Tarihte kırılma noktaları olarak tanımlanabilecek gelişmeler nehir yataklarının yön değiştirmesine benzer. Yönün değişmesi ve sonuçları da, hiç kuşkusuz nehirden ve nehirdeki sudan bağımsız değildir. Burada anlatılmak istenilen İbn Rüşd olduğunda, nehir artık antik felsefedir. Daha doğrusu Aristoteles’tir. Yorumcusu İbn Rüşd’tür. Atina topraklarında dostça karşılanmayan ve felsefesini Anadolu’da, (İonya’ da) sürdüren Aristoteles ile ondan yüzlerce yıl sonra yaşayan İbn Rüşd arasındaki ilişki, kaderlerinin paylaşılması şeklinde tecelli etmiştir. Her ikisi de görüşleri nedeniyle hırpalanmış, kendilerinden sonra gelenlerden kimileri onları şiddetle yermiş, hatta Katolik Kilisesi her ikisini de en büyük günahkâr ilan etmişti.

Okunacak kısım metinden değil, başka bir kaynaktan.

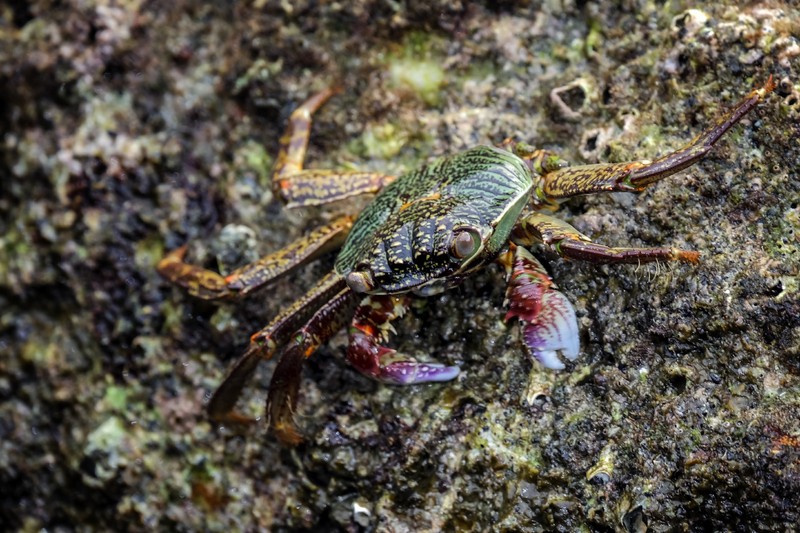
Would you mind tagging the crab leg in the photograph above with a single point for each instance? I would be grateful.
(548, 318)
(301, 188)
(371, 325)
(568, 242)
(283, 389)
(264, 343)
(635, 176)
(209, 285)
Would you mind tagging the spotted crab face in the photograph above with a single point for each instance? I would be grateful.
(426, 248)
(429, 229)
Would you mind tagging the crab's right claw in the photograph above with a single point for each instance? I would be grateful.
(549, 322)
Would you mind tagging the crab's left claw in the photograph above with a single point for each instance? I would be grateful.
(550, 325)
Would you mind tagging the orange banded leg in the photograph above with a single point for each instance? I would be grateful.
(209, 285)
(568, 242)
(635, 176)
(301, 188)
(285, 383)
(317, 187)
(265, 343)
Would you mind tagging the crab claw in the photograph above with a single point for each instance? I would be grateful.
(371, 325)
(399, 369)
(555, 329)
(550, 325)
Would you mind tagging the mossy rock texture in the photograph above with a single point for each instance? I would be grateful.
(130, 128)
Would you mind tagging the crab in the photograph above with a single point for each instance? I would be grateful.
(424, 233)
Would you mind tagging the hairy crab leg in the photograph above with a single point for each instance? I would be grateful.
(209, 285)
(301, 188)
(371, 325)
(285, 383)
(568, 242)
(549, 325)
(635, 176)
(265, 342)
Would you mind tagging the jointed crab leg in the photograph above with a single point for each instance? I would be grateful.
(209, 285)
(298, 187)
(264, 344)
(634, 176)
(548, 318)
(371, 325)
(282, 398)
(570, 243)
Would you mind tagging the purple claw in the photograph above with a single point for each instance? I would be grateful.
(548, 318)
(409, 372)
(556, 328)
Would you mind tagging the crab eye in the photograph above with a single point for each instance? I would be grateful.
(465, 243)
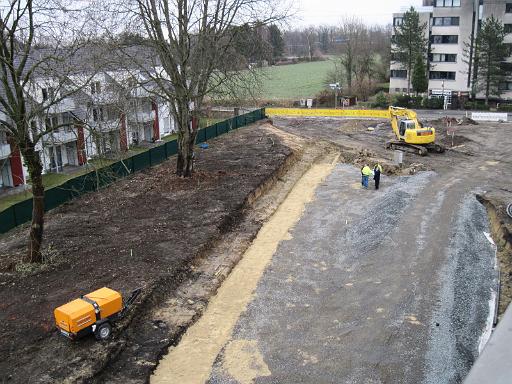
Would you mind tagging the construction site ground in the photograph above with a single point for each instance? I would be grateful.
(144, 231)
(340, 285)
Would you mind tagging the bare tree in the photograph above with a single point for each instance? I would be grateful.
(193, 41)
(34, 64)
(352, 33)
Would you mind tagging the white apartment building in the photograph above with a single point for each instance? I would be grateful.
(452, 26)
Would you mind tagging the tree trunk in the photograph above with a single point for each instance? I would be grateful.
(35, 169)
(186, 141)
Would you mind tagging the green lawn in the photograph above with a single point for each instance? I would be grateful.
(295, 81)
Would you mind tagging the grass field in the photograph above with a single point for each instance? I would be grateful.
(296, 81)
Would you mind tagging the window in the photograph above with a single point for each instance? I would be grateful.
(506, 67)
(443, 58)
(3, 137)
(48, 93)
(441, 75)
(507, 86)
(52, 123)
(95, 87)
(444, 39)
(399, 73)
(447, 3)
(67, 121)
(446, 21)
(509, 48)
(97, 114)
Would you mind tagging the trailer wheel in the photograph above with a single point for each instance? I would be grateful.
(103, 332)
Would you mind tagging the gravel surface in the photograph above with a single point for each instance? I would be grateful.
(468, 281)
(351, 298)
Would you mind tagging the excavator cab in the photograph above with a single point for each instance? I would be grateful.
(405, 125)
(410, 134)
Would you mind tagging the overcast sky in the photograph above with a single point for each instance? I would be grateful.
(318, 12)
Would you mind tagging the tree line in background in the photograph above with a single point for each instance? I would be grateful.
(484, 55)
(361, 53)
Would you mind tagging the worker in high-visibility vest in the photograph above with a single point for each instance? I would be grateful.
(377, 170)
(365, 175)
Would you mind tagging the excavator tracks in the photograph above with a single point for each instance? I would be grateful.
(421, 150)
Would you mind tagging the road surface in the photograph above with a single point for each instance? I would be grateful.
(388, 286)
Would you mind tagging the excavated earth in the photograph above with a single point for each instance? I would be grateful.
(145, 231)
(179, 240)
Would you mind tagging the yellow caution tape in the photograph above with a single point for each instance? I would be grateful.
(384, 114)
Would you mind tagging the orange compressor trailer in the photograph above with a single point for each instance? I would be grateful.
(92, 313)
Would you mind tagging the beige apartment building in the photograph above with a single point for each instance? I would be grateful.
(452, 26)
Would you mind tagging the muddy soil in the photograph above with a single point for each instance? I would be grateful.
(484, 149)
(143, 231)
(501, 226)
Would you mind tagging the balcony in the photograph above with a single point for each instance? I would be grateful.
(5, 151)
(63, 135)
(105, 126)
(141, 116)
(65, 105)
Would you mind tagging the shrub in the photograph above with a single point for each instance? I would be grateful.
(381, 101)
(476, 105)
(325, 98)
(433, 102)
(505, 108)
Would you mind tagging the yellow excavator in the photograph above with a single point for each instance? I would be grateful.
(411, 135)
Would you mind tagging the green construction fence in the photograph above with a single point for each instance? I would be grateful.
(21, 212)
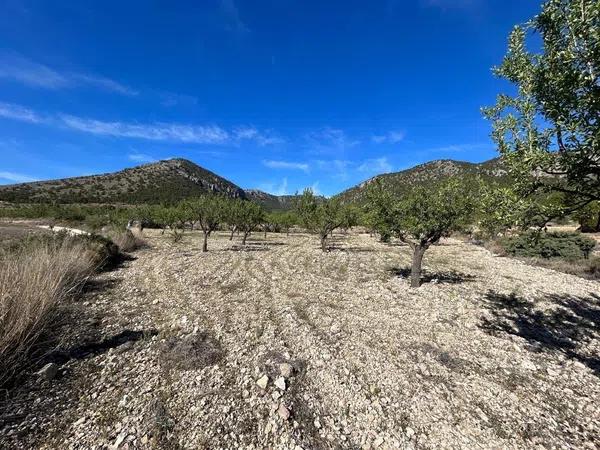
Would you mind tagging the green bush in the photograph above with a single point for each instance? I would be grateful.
(533, 244)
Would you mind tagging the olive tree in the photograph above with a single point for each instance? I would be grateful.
(245, 216)
(321, 216)
(422, 216)
(208, 211)
(549, 131)
(172, 218)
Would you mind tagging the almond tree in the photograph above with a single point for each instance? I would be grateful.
(208, 211)
(246, 216)
(322, 216)
(422, 217)
(549, 131)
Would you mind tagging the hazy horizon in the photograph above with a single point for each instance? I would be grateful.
(271, 96)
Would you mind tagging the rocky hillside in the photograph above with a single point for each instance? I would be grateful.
(168, 180)
(269, 201)
(430, 172)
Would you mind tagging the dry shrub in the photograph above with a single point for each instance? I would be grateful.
(191, 352)
(33, 279)
(495, 248)
(128, 240)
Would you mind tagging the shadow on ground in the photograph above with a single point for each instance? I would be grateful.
(98, 347)
(567, 326)
(447, 277)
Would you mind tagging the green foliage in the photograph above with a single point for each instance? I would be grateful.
(277, 221)
(589, 218)
(549, 245)
(172, 218)
(549, 132)
(244, 215)
(501, 208)
(322, 216)
(424, 215)
(208, 211)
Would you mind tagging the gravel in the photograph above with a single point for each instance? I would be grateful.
(284, 346)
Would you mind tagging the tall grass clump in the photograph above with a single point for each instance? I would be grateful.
(34, 277)
(127, 240)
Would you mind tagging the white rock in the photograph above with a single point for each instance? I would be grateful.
(280, 383)
(48, 372)
(263, 381)
(286, 370)
(283, 412)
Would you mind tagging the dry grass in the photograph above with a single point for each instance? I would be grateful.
(128, 240)
(33, 279)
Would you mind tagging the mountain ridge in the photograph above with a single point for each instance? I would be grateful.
(174, 179)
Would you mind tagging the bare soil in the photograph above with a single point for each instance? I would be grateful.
(166, 351)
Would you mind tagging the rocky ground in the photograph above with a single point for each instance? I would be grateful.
(279, 345)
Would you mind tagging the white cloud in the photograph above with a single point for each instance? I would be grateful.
(339, 167)
(275, 188)
(105, 84)
(197, 134)
(232, 15)
(157, 131)
(16, 112)
(286, 165)
(315, 188)
(15, 177)
(170, 99)
(22, 70)
(458, 148)
(451, 4)
(141, 157)
(329, 139)
(253, 134)
(376, 166)
(392, 137)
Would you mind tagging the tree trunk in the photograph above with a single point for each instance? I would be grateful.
(205, 243)
(324, 242)
(415, 271)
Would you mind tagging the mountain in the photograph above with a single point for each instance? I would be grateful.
(175, 179)
(168, 180)
(269, 201)
(430, 172)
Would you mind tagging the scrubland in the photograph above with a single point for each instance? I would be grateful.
(279, 345)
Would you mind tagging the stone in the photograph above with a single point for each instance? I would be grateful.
(286, 370)
(262, 382)
(79, 422)
(120, 438)
(280, 383)
(283, 412)
(48, 372)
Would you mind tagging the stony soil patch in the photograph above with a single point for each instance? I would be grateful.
(287, 347)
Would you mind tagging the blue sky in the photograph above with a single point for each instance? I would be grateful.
(274, 94)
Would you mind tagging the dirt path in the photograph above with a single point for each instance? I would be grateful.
(491, 353)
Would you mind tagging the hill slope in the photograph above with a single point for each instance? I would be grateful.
(269, 201)
(430, 172)
(168, 180)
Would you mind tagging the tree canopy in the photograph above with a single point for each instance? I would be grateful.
(549, 131)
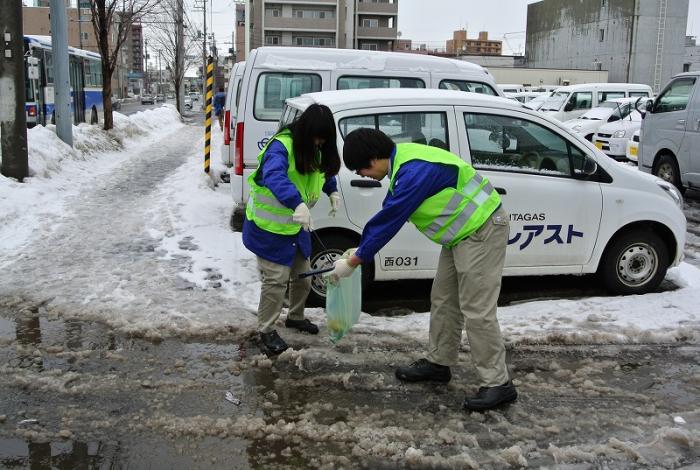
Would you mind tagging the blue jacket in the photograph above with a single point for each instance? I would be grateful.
(415, 182)
(280, 249)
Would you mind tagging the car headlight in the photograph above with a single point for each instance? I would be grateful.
(672, 191)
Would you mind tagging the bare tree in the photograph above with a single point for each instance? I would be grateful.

Kimileri de onları neredeyse aziz ilan etmişti.
Antik felsefenin (Grek-İonya felsefesinin) ve onun yön verici yıldızlarından biri olan Aristoteles’i özgün olarak anlama/kavrama uğraşında tarihi bir dönüşümü gerçekleştiren İbn Rüşd: Aristoteles’in şahsında İonya’dan (Anadolu’dan) süzülüp gelen (ama kesinlikle Atina’dan gelmeyen) hakikatin ışığını Ortaçağın karanlık coğrafyasına ulaştırdı ve ulaştırdığı her yeri aydınlattı. Bilginin kaynağını ve İnancın mutlak hâkimiyetini, hakikat arayışı ile sorguladı, Aklın vahyin hizmetçisi olmadığını akıl ile vahiy arasında alt-üst ilişkisi bulunmadığını ve aklın ancak akıl ile sorgulanabileceğini ortaya koydu.
Üzerinde çalıştığı konu, benim diyen felsefecilerin bile içinde çıkamayacakları kadar ağırdı ve yerleşik doğmaları yıkmaktaydı. O yüzden bu konuda binlerce kitaplar yazılmıştı, yüzlerce insan can vermişti.
Batı ve Doğu kavramları bir coğrafi yön tanımlaması olmakla beraber, coğrafi yön tanımlamasının da ötesine geçerek, bir kültürel farklılığı ve bu farklılığın siyasal, tarihsel ve sosyal ilişkilerini de tanımlar. Bu tanım çerçevesinde İbn Rüşd bir hekim olarak, bir filozof olarak her iki dünyada bıraktığı izler itibariyle evrenseldir. Hem de bıraktığı mirasın yankıları itibariyle doğu ve batı dünyasının ortak filozofudur. Bu nedenle İbn Rüşd sadece bir kültüre ait olmadığından çalışmanın başlığını “Batı ve Doğu Felsefesinin Ortak Bir Değeri: Filozof İbn Rüşd” olarak koyduk.